J2第17節、FC岐阜との一戦は、今季初の西が丘開催だった。サッカー専用スタジアムは臨場感が違う。雨さえ降らなければ、みんな大好き西が丘(雨降りだろうが西が丘という人も)。試合前、僕はスカパー!の解説をする川勝良一さん(元東京V監督)と喫煙所で話していた。豊かな経験に基づく監督論、育成論に触れられる貴重な機会だ。きっかけを欲するチームのこと、才能を持ちながら伸び悩む若手のこと、打つ手がなかなかヒットしない監督の苦しさ、ここぞとばかりに質問攻めにしていた。

川勝さんが言う。

「どうなの、調子は。チームに危機感はある?」

僕は答えに詰まった。もちろん、危機感はある。監督、選手、フロント、サポーター、誰ひとりとして現状をよしとしていない。だが、川勝さんの言う危機感はよりシリアスなものだ。
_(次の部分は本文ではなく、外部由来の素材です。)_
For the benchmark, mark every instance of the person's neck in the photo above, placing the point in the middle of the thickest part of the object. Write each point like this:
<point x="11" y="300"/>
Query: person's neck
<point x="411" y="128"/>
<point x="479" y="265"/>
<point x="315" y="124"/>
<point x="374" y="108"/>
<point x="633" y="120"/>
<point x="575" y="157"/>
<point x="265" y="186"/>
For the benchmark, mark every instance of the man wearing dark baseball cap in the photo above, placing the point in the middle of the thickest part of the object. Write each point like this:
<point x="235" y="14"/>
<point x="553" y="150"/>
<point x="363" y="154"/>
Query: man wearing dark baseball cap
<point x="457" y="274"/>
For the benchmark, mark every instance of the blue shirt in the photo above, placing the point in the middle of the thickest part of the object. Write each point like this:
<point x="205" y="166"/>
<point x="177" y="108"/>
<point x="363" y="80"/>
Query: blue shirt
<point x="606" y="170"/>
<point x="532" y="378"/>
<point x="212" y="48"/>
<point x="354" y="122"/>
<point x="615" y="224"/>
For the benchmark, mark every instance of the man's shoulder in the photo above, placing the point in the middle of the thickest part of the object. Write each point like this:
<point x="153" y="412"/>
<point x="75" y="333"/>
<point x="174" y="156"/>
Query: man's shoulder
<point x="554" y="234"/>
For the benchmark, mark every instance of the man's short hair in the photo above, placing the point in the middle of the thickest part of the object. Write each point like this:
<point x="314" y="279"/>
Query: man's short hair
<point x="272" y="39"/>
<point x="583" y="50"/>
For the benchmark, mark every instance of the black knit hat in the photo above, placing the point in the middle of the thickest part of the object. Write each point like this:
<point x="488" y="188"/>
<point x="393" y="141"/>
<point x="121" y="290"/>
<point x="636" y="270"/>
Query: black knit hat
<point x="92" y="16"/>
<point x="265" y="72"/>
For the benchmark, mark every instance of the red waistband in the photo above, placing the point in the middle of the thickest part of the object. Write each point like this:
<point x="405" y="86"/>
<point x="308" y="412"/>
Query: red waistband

「大丈夫だと言われ続け、最後まで立て直せなかった大分の例もあるでしょ」

これが大勢いるOBの誰かの言葉なら、よくある心配事と聞き流したかもしれない。しかし、相手はほかならぬ川勝さんだ。その言葉は重く響いた。

「あんな思いまでしてチームを残したのに、それが無意味だったことにされるのはかなわんよ」

2009年9月、東京Vは親会社の日本テレビ放送網株式会社が経営から撤退し、存続危機が勃発。同時期、川勝さんは強化アドバイザー(実質的には強化部門のトップ)に就任し、2010シーズンから監督として東京Vを率いた。現在、強化の責任者を務める竹本一彦ゼネラルマネージャーも厳しい予算のやり繰りに苦労しているが、当時の財政難はその比ではない。
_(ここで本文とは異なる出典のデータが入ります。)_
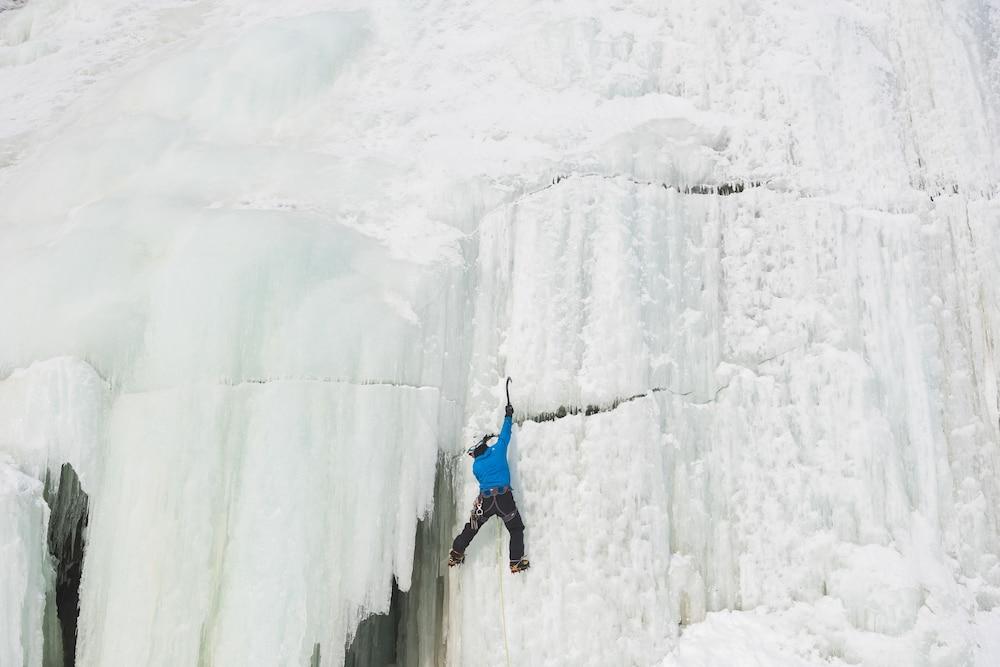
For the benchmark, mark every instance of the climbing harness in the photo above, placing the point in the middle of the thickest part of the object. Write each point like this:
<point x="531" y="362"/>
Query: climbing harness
<point x="490" y="497"/>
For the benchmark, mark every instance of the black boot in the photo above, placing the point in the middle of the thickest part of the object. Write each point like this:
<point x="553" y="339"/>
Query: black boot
<point x="519" y="565"/>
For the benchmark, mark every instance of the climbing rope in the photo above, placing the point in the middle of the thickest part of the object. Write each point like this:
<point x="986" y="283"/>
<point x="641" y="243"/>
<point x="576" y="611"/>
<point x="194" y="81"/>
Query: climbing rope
<point x="503" y="613"/>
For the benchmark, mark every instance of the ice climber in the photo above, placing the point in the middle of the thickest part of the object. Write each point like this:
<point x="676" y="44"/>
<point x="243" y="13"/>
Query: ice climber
<point x="495" y="497"/>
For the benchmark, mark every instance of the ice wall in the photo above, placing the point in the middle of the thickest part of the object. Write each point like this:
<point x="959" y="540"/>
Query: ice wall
<point x="264" y="263"/>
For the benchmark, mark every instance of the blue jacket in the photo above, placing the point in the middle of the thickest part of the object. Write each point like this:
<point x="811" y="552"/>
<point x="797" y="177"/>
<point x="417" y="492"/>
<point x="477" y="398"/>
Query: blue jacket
<point x="490" y="468"/>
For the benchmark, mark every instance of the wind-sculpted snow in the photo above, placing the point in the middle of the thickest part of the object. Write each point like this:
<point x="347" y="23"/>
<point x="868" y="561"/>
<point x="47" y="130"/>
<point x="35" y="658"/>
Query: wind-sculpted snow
<point x="267" y="264"/>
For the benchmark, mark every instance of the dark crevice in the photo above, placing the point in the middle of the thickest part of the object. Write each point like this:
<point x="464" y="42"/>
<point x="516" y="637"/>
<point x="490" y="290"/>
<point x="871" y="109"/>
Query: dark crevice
<point x="67" y="528"/>
<point x="721" y="189"/>
<point x="592" y="409"/>
<point x="375" y="644"/>
<point x="412" y="631"/>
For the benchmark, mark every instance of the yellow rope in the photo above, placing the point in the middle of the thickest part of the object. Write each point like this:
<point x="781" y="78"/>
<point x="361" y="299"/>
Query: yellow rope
<point x="503" y="614"/>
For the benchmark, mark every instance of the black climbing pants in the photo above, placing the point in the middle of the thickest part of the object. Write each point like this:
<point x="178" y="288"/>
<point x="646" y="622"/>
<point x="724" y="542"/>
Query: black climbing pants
<point x="501" y="505"/>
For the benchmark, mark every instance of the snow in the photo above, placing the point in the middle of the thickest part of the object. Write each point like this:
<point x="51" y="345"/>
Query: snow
<point x="267" y="264"/>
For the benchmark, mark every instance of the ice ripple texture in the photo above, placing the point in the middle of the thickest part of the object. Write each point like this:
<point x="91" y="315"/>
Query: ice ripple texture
<point x="266" y="264"/>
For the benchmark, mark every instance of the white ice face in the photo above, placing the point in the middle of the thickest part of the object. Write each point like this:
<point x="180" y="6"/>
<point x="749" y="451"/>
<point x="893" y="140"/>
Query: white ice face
<point x="265" y="264"/>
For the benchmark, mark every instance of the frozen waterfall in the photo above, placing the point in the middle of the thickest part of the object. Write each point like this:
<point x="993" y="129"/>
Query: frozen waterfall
<point x="266" y="265"/>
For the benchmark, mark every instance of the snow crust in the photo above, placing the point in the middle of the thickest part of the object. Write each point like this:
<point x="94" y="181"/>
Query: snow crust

強化アドバイザーに就任してから約半年間、新シーズンに向けてチーム編成を行う川勝さんに報酬はなく、交通費さえ出なかった。監督、選手、スタッフを合わせたチーム人件費の予算は1億2000万円弱。たとえば、トレーナーの予算は360万である。ひとり、ではない。ふたり分だ(主導者240万、アシスタント120万の内訳だったとほかから聞く)。この低待遇で誰がほいほい手を挙げるだろう。川勝さんは全国各地に飛び、候補者との面接、もとい、情理を尽くしての説得を試みた。

キャンプではマネージャーの仕事量が多すぎ、選手全員で洗濯物をせっせと畳んだ夜もあった。そうする選手もまた、待遇は格段に下がっていた。年俸は軒並み大幅カット。あるベテラン選手は7分の1となる条件を飲んだ。周囲から信望の厚い土屋征夫(ヴァンフォーレ甲府)がいち早く残留を表明し、その気持ちに従った選手が何人もいた。

勝利給はJ2では最低ラインに近い5万円まで下がった。一方、監督やスタッフの勝利給は費用を捻出できなかった。困難を分かち合おうとする姿勢は、苦しい台所事情を知るがゆえの行動だったに違いない。